The march towards a proper hydrogen economy is spurred by tax credits provided by the Inflation Reduction Act, which includes up to $7 billion earmarked for the establishment of between 6 and 10 regional hydrogen hubs across the U.S. The ultimate end game is to create a sustainable network of hydrogen producers and commercial consumers, connected by an infrastructure network which will help accelerate the adoption of clean hydrogen. This all falls under the White House’s plan to reach net-zero emissions targets by 2050.

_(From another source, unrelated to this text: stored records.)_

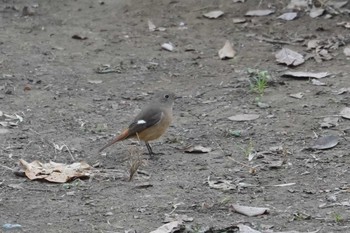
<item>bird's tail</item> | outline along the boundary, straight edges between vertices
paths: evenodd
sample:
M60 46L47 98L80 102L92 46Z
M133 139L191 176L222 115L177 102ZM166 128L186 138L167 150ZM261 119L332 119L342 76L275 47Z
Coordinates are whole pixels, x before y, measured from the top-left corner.
M112 141L110 141L107 145L105 145L104 147L102 147L98 152L103 151L104 149L106 149L107 147L113 145L116 142L122 141L126 138L129 137L129 129L124 130L121 134L119 134L115 139L113 139Z

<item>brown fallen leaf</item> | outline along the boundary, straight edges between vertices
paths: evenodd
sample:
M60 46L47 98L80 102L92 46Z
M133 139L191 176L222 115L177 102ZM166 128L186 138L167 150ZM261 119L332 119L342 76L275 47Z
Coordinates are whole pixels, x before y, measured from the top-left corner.
M270 211L269 208L242 206L238 204L232 204L232 208L235 212L249 217L268 214L268 212Z
M229 40L225 42L224 47L222 47L222 49L220 49L218 53L221 60L231 59L236 54Z
M41 163L35 160L31 163L23 159L19 164L30 180L44 179L54 183L65 183L76 178L87 178L91 175L91 166L86 162L73 164Z
M295 99L301 99L301 98L303 98L304 94L302 92L298 92L295 94L290 94L289 96L292 98L295 98Z
M156 25L154 25L154 23L150 19L147 21L147 23L148 23L148 30L150 32L154 32L157 29Z

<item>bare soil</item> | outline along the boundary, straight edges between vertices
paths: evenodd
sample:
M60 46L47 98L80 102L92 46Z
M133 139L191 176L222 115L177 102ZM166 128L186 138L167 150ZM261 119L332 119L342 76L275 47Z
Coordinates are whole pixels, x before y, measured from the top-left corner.
M282 47L306 54L310 39L346 38L349 29L336 24L349 21L349 15L312 19L300 11L298 19L282 21L276 17L289 1L258 2L1 0L0 111L23 117L0 134L1 226L17 223L22 232L37 233L150 232L171 213L193 218L186 225L197 232L238 223L260 231L350 232L350 121L339 118L336 127L320 127L324 117L349 106L349 93L336 94L350 87L344 47L330 50L332 60L309 59L294 69L332 73L321 80L325 86L282 78L293 68L275 61ZM33 12L22 16L24 6ZM276 12L247 18L246 24L232 22L268 6ZM216 9L224 16L202 17ZM166 30L150 32L148 19ZM217 52L227 39L237 55L222 61ZM165 42L174 44L173 52L161 49ZM103 64L117 72L97 73ZM249 68L272 77L262 96L251 90ZM182 96L174 106L174 123L152 143L163 155L142 155L145 164L128 182L130 157L146 147L128 140L106 153L97 151L159 89ZM298 92L302 99L289 96ZM269 107L257 106L257 98ZM227 119L245 113L260 117ZM306 149L316 136L328 134L340 136L336 147ZM188 145L212 151L184 153ZM254 151L260 153L248 161ZM72 157L94 165L95 175L53 184L10 170L21 158L72 163ZM271 161L283 164L273 168ZM208 179L235 187L214 189ZM247 217L232 211L237 203L270 212Z

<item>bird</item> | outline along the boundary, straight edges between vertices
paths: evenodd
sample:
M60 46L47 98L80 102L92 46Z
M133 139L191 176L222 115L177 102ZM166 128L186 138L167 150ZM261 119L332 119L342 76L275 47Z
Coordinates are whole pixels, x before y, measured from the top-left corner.
M146 105L134 118L131 124L116 138L102 147L102 152L112 144L128 139L137 138L144 141L150 156L154 155L149 141L161 137L170 126L173 118L173 105L175 94L168 91L158 91L155 93L151 103Z

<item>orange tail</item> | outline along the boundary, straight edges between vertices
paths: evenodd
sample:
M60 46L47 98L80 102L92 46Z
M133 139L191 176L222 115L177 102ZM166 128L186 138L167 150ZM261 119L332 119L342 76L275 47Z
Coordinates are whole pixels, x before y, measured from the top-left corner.
M129 136L129 129L126 129L123 131L123 133L119 134L115 139L113 139L112 141L110 141L107 145L105 145L104 147L102 147L98 152L103 151L104 149L106 149L107 147L109 147L110 145L122 141L124 139L126 139Z

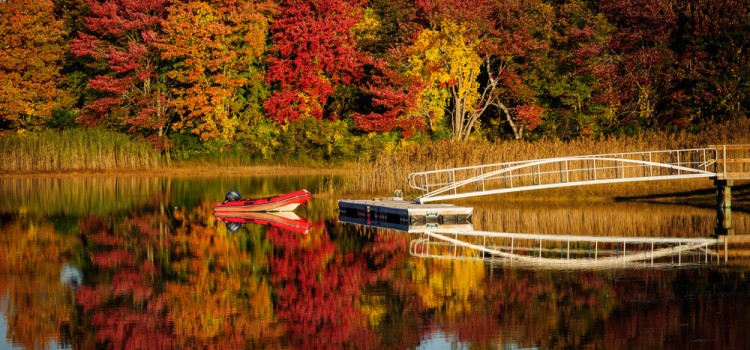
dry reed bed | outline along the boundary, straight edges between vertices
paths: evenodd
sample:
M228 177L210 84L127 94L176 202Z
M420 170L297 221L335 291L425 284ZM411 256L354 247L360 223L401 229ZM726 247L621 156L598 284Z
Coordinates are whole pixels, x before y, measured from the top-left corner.
M350 183L351 188L347 190L383 195L390 194L395 189L408 190L407 176L418 171L562 156L747 144L750 140L748 135L750 120L737 119L699 134L651 132L632 137L578 139L567 142L557 139L495 143L440 141L399 148L381 154L374 162L358 164L355 169L356 176ZM666 182L661 183L669 186Z
M162 159L148 144L99 129L0 137L0 173L153 169Z

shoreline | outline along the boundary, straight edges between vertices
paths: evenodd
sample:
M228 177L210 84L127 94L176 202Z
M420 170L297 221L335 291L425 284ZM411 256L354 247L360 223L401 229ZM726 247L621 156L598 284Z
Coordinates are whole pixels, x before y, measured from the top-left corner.
M73 178L73 177L201 177L219 175L246 175L246 176L297 176L297 175L342 175L350 171L345 166L331 168L310 168L304 166L287 165L250 165L250 166L228 166L220 168L220 165L209 166L177 166L155 169L127 169L127 170L77 170L57 172L10 172L0 173L0 178Z

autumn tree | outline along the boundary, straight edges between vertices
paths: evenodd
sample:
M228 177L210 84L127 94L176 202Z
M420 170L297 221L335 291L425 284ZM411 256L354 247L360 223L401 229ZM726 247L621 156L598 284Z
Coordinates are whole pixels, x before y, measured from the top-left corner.
M177 131L201 140L234 140L261 117L260 60L272 9L252 0L175 1L164 22L162 58L171 64Z
M64 35L52 1L0 2L0 130L38 128L72 104L61 84Z
M750 112L750 1L674 3L674 89L663 124L706 127Z
M483 64L480 105L490 105L487 112L505 119L513 137L521 139L542 122L540 71L546 63L554 12L539 0L503 0L466 7L485 16L478 17L482 21L473 21L482 24L480 33L486 33L479 46ZM490 115L486 117L497 121Z
M528 85L536 77L526 75L547 45L542 33L548 7L534 0L426 0L417 5L429 26L393 65L409 78L407 84L392 91L380 88L375 104L419 116L438 135L447 125L448 135L458 140L471 137L480 118L492 112L508 121L516 138L539 125L543 110ZM416 102L407 108L399 102L412 97ZM369 123L378 117L369 115Z
M669 48L677 15L672 0L609 0L602 13L615 26L606 62L599 66L598 92L620 125L645 128L658 124L658 110L671 90Z
M422 26L413 1L370 0L353 31L359 50L384 58L413 41Z
M599 90L613 30L598 8L585 0L554 7L550 47L536 76L545 108L544 131L562 139L597 135L616 124L610 96Z
M353 28L362 17L357 1L286 0L271 25L273 44L266 82L274 92L264 103L279 123L340 115L329 98L362 75L367 58L356 49Z
M398 62L398 60L394 60ZM403 137L428 129L429 118L419 114L418 95L426 82L403 75L393 62L378 60L372 82L363 89L370 99L370 110L354 114L359 128L366 132L398 130Z
M361 86L364 103L353 120L365 132L397 130L403 137L428 129L427 119L414 113L417 94L425 82L403 74L406 47L422 31L414 4L405 1L370 1L355 27L357 46L373 57L367 82Z
M158 44L168 0L89 0L86 30L71 50L95 71L78 122L124 128L163 145L168 91Z

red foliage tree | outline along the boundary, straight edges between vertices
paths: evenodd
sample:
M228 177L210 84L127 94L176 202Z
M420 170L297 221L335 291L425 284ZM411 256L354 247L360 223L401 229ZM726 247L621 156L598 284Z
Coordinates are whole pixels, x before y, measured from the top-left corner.
M674 90L665 122L678 127L747 115L750 84L750 1L678 1L680 24L669 72Z
M160 77L162 20L168 0L89 0L86 32L71 43L99 74L78 122L125 127L156 141L166 133L167 91Z
M358 1L287 0L271 25L273 45L266 81L276 91L265 102L268 115L283 123L326 116L326 104L339 85L362 75L365 55L356 49L352 28ZM339 116L329 113L330 119Z
M609 0L601 11L615 25L611 54L598 70L598 88L622 124L656 124L656 111L671 88L669 48L677 16L671 0Z
M411 137L416 131L427 129L424 118L410 116L416 108L417 93L424 83L413 77L405 77L387 67L385 60L376 64L380 68L364 91L371 97L372 111L355 113L354 122L366 132L400 130L403 137Z

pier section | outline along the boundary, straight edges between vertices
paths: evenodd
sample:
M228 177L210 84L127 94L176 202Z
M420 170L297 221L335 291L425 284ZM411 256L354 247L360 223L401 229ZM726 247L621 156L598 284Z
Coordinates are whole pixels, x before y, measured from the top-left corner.
M435 228L470 228L474 208L450 204L419 204L400 198L340 200L339 221L420 232Z

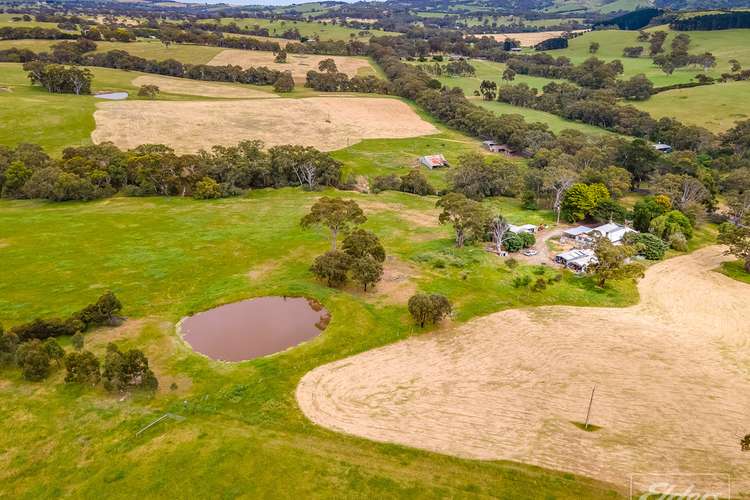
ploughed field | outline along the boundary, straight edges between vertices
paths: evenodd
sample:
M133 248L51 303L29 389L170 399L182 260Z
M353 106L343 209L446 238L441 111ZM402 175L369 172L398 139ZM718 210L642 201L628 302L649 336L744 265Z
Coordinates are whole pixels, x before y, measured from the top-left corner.
M107 102L97 105L94 118L95 143L129 149L158 138L178 152L250 139L331 151L362 139L438 133L403 101L379 97Z
M507 310L342 359L305 375L297 400L377 441L622 487L632 473L729 473L748 492L750 287L715 271L725 260L714 246L654 265L630 308ZM600 429L585 432L594 385Z
M291 71L297 83L305 82L308 71L318 71L318 64L324 59L333 59L338 70L349 77L375 74L370 61L365 57L287 54L285 63L277 63L275 58L273 52L226 49L216 54L208 64L241 66L242 68L265 66L279 71Z

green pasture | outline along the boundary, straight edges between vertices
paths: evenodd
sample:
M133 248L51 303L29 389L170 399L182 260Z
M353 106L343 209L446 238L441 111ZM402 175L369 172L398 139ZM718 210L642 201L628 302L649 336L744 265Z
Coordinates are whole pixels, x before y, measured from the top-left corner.
M670 31L667 26L651 28L649 31L656 30L669 31L669 36L664 43L664 48L668 52L675 32ZM708 76L718 77L721 73L728 72L730 59L737 59L743 67L750 67L750 45L747 43L750 30L690 31L686 34L691 40L689 47L691 54L711 52L716 56L716 67L705 73ZM597 42L599 50L595 56L606 61L619 59L625 69L622 78L630 78L643 73L657 87L686 83L692 81L695 75L703 73L703 68L687 67L677 69L672 75L667 75L654 65L648 56L648 43L638 42L637 37L637 31L590 31L570 40L568 48L551 50L548 53L555 57L568 57L574 64L580 64L592 56L589 53L591 42ZM638 58L623 57L622 51L625 47L638 45L645 47L644 55Z
M585 134L590 135L611 135L614 134L603 128L595 127L593 125L587 125L572 120L567 120L560 116L546 111L539 111L531 108L523 108L520 106L513 106L505 102L499 101L485 101L483 99L472 99L472 102L478 106L489 109L498 115L521 115L524 119L529 122L540 122L546 124L549 129L554 133L559 133L565 129L579 130Z
M48 28L48 29L59 29L57 23L47 23L34 21L34 16L31 16L31 21L14 21L14 17L23 17L23 14L0 14L0 28Z
M138 97L133 80L145 75L136 71L109 68L88 68L94 75L92 92L128 92L128 99ZM227 84L231 85L231 84ZM263 88L263 87L253 87ZM163 100L208 100L162 92ZM36 143L50 154L58 154L65 147L91 143L95 128L96 103L104 102L93 95L51 94L39 86L32 86L20 64L0 63L0 144L14 146L21 142Z
M59 40L0 40L0 50L16 47L34 52L49 52L50 47L56 43L59 43ZM159 40L144 39L135 42L96 42L96 52L110 50L124 50L131 55L157 61L176 59L183 63L206 64L224 49L187 43L172 44L167 47Z
M215 19L206 19L204 22L216 22ZM322 21L291 21L285 19L261 19L261 18L234 18L223 17L219 20L221 24L236 23L237 26L245 29L252 29L255 26L268 28L272 37L280 37L285 31L297 28L300 35L308 38L320 38L321 40L368 40L371 36L393 35L392 33L382 30L358 30L331 24ZM360 33L361 32L361 33Z
M422 333L403 303L376 292L332 290L312 278L310 262L328 248L327 237L301 229L299 219L321 194L356 199L367 211L365 227L389 255L414 269L417 288L454 301L456 321L509 307L637 300L630 282L600 291L590 279L568 273L544 292L513 288L513 276L529 268L510 271L479 247L455 249L449 228L412 221L413 213L434 214L434 197L283 189L208 202L0 201L0 321L11 326L64 315L113 290L128 320L118 329L87 333L87 348L102 355L110 340L141 348L161 382L152 399L121 399L65 386L59 369L41 383L25 382L15 370L0 372L4 494L619 497L614 486L572 474L338 434L300 413L294 391L310 369ZM493 203L512 221L551 219L549 212L522 211L514 200ZM193 353L175 333L175 322L186 314L269 294L317 298L332 321L297 348L234 364ZM166 412L185 420L135 435Z
M676 118L718 133L750 118L750 82L670 90L633 105L654 118Z
M742 262L741 260L724 262L721 267L717 269L717 271L729 276L732 279L742 281L743 283L747 283L748 285L750 285L750 273L745 271L744 262Z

Aside from the generation of clean hydrogen using clean energy sources, the biggest impediment will be converting legacy infrastructure and building new pipelines to aid in hydrogen distribution. The U. S. Energy Department is seeking to reduce the cost of clean hydrogen by 80% to $1 per 1 kilogram in 1 decade, currently, green hydrogen runs about $5 per kilogram.
Aside from powering motive transportation, hydrogen has the potential to help in the creation of electricity. Hydrogen and renewable natural gas derived from organic and sewage waste could be used to power gas-fired turbines at powerplants across the country, with little to no modifications needed to the existing infrastructure.
Hydrogen is coming, no matter what some of the EVangelists have to say about it. As the hydrogen economy begins to grow in scale and power planes, and trains, doesn’t it just make sense to throw automobiles into the mix as well? Exciting developments are already underway in the relm of hydrogen combustion thanks to companies like Toyota, and brilliant individuals like Michigan’s own Mike Copeland, while Scuderia Cameron Glickenhaus is currently carrying the hydrogen fuel-cell powered torch. Additionally, Ford Motor Company has moved to patent a hydrogen combustion engine of its own, while the joint venture between Honda and General Motors have more hydrogen patents combined than just about anybody.